Vor dem Hauptabschnitt des zweiten Kapitels erfolgt eine Skizze der Entwicklung und Positionierung der Nord- und Ostseestaaten zum Flottengedanken. Hier werden auch einzelne Standpunkte exponierter Akteure diskutiert, wobei auch hier durch den Umfang der Arbeit überwiegend Sekundärliteratur herangezogen wird. Daran schließt sich eine detaillierte Analyse des Verlaufs der Flottendebatte in der Nationalversammlung an. Die Hauptquelle liegt hier in den Stenographischen Berichten der deutschen constitiuierenden Nationalversammlung 42 vor. Welche Hoffnungen und Befürchtungen banden sich durch die Redner aus verschiedenen Seiten des politischen Spektrums an die Flotte? Für welche innen- oder außenpolitischen Zielsetzungen sollte die zu schaffende Seemacht instrumentalisiert werden? Welchen Gang nahm die Kommunikation mit Österreich, die über eine groß- oder kleindeutsche Lösung in der Flottenfrage auch den Kern der deutschen Frage entscheiden würde? Hier spiegelt sich in der Diskussion auf finanzpolitischer Ebene auch ein gewichtiges Kapitel Symbolpolitik. Dass die gesamten Kapitel ein symbolischer Revolutionsbegriff durchzieht, zeigt auch die Diskussion um die Flagge in der Nationalversammlung, die ebenso untersucht wird. Ideale und Symbole fesselten weit über die parlamentarische Bühne hinaus. Um 1850 malte Lorenz CLASEN43 (1812-1899) die Weibliche Allegorie des Deutschen Bundes auf dem Bug des Schiffes ‚ Vaterland ’ 44, auch nach Ende der Reichsidee noch immer sinnfällige Imagination einer 'politischen Neugeburt' Deutschlands und der Hoffnung auf historischen Wandel. Als diese schon gegen die Gegenrevolution im Spätherbst 1848 verloren schien, nahm die eigentliche Entwicklung der Flotte erst ihren Lauf. Die Phasen der Flottenentstehung werden untersucht, wobei immer wieder die außenpolitische Problematik einer Flottengründung zur Sprache kommt.

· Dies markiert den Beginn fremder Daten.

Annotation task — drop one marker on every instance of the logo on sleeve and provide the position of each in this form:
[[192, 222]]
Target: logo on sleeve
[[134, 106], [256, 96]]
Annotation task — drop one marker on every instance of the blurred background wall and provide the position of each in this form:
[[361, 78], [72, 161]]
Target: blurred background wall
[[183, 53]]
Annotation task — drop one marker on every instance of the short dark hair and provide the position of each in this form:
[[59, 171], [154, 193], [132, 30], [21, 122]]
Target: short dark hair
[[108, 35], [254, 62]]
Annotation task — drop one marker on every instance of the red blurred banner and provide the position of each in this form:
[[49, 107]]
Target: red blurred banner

Das letzte Kapitel, Kapitel 3, markiert den Epilog Flottengeschichte. Der letzte sichtbare Rest der Revolution wurde zur Verfügungsmasse über die Lösung der 'deutschen Frage'. Neben der Sekundärliteratur stellen die Protokolle der Dresdner Ministerkonferenz45, die Bundestagsprotokolle, Otto v. BISMARCKs Gesammelte Werke 46 sowie POSCHINGERs Quellenedition47 zur Preußischen Tätigkeit am Bundestag und der preußischen Auswärtigen Politik die Quellengrundlage dar. Dass dieses Kapitel bis 1852 noch Teil der Darstellung ist, hat seinen Grund. Die Idee einer deutschen Seemacht zur Mitte des Jahrhunderts, welchen Zuschnitts auch immer, spiegelte sich in den versuchten politischen Neuordnungen Deutschlands auch nach 1849.

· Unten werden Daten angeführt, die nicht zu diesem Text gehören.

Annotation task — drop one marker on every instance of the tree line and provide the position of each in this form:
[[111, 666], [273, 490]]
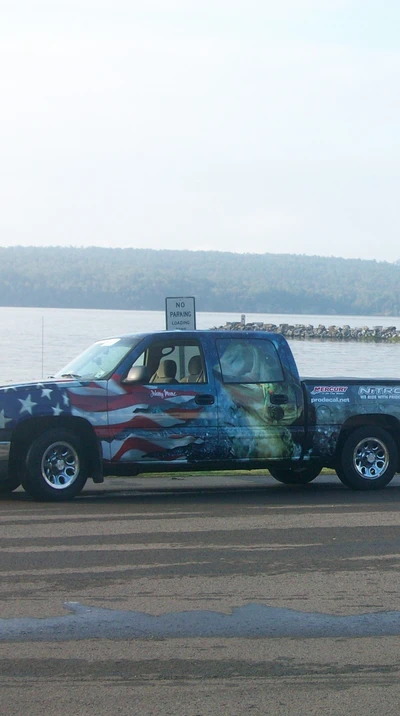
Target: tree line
[[140, 279]]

1. Seemacht und Meeresbewusstsein: Deutschland bis 1848
1.1 Historischer Rahmen: Deutschland als Kontinentalmacht
Bis weit ins 18. Jahrhundert wurde das Meer nicht in Sehnsuchts- oder Freiheitserwartung, sondern als feindlich und todbringend empfunden, europaweit48. Und dennoch das Meer, isolierend und verbindend zugleich, „eine der wichtigsten Grundbedingungen der […] Geschichte“ 49 des Kontinents in seiner maritimen Prägung.

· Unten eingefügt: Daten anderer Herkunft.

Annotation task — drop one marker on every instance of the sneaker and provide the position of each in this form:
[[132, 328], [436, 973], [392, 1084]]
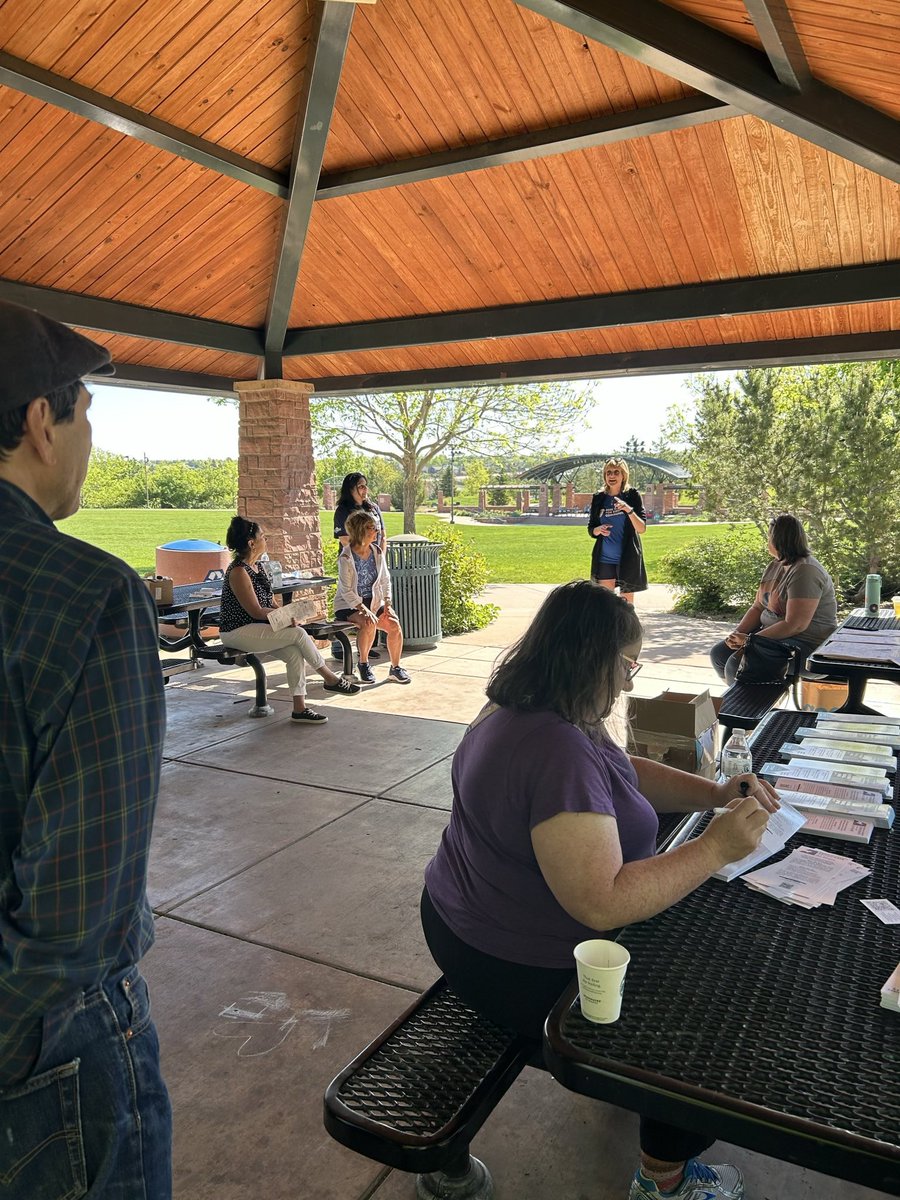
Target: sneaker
[[343, 687], [310, 717], [701, 1182]]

Der geographische Horizont Deutschlands blieb in der Frühen Neuzeit gleichwohl ein besonderer, nämlich der des Landes. Die Bedeutung des Meeres erscheint hier im umgekehrt proportionalen Verhältnis zur Größe des Territoriums. Das amorphe Gebilde des 'alten Reichs' war außenpolitisch zwar machtlos, aber groß. Anteil an der „Aufbruchskolonne der elementaren Wendung zum Meer, die sich im 16. und 17. Jahrhundert vollzieht“ 50, hatte es keinen. Der „Wandel des Raumbildes“ 51 als Entgrenzung der Welt durch die Entdeckungen wurde „der eigentliche Kern des umfassenden politischen, wirtschaftlichen und kulturellen Wandels“ 52. Er galt nicht für das Reich. Bis zu dessen Ende und auch im 19. Jahrhundert blieb die deutsche Überlieferung eine kontinentale und selbstbezogene. Die Gründe dafür sind, wie Hermann HIERY53 bemerkt, nicht einfach zu benennen. Wieso frühkoloniale Agitation in der politischen Kultur des Reichs keine Rolle spielte, ist durch die „geographisch-strategischen Lage des Reiches“ 54 allein nicht ausreichend geklärt. Die kulturgeschichtliche Gefangenheit in der Mitte des Kontinents scheint vielmehr Resultat der konfessionellen wie politischen Zersplitterung55, Dezentralisierung und territorialer Neuordnung im Zuge des 30-jährigen Krieges, „ der Urkatastrophe Deutschlands als Seemacht“ 56. Schweden erhielt Vorpommern und die Deutschen wurden „von ihren beiden Meeren erstaunlich systematisch abgeschnitten“ 57. Ein „Ausbrechen ins Ozeanische“ 58 zeigte demgegenüber zeitgleich die Geschichte der Niederlande, ebenfalls nicht im Besitz ausgeprägter Küstenstreifen. In der Teilhabe an der Freiheit des Meeres59 begründete sich endgültig seit dem Anbruch der Frühen Neuzeit eine Ausweitung politischer und wirtschaftlicher Macht. Die Weltauseinandersetzung der 'großen Mächte' (RANKE) verhinderte dies nicht. Das Ringen um die globale Vorherrschaft sowohl über die neu entdeckten Gebiete als auch über die Seeverbindungswege verlor gegen England zuerst Spanien, dann die Niederlande selbst60. Und derweil England und Frankreich, die letzten großen Gegner, im 18. Jahrhundert im Kampf um Nordamerika und Indien den Grundstein für einen neuen weltpolitischen Bauplan legten, schlugen sich Preußen und Österreich um eine deutsche Provinz.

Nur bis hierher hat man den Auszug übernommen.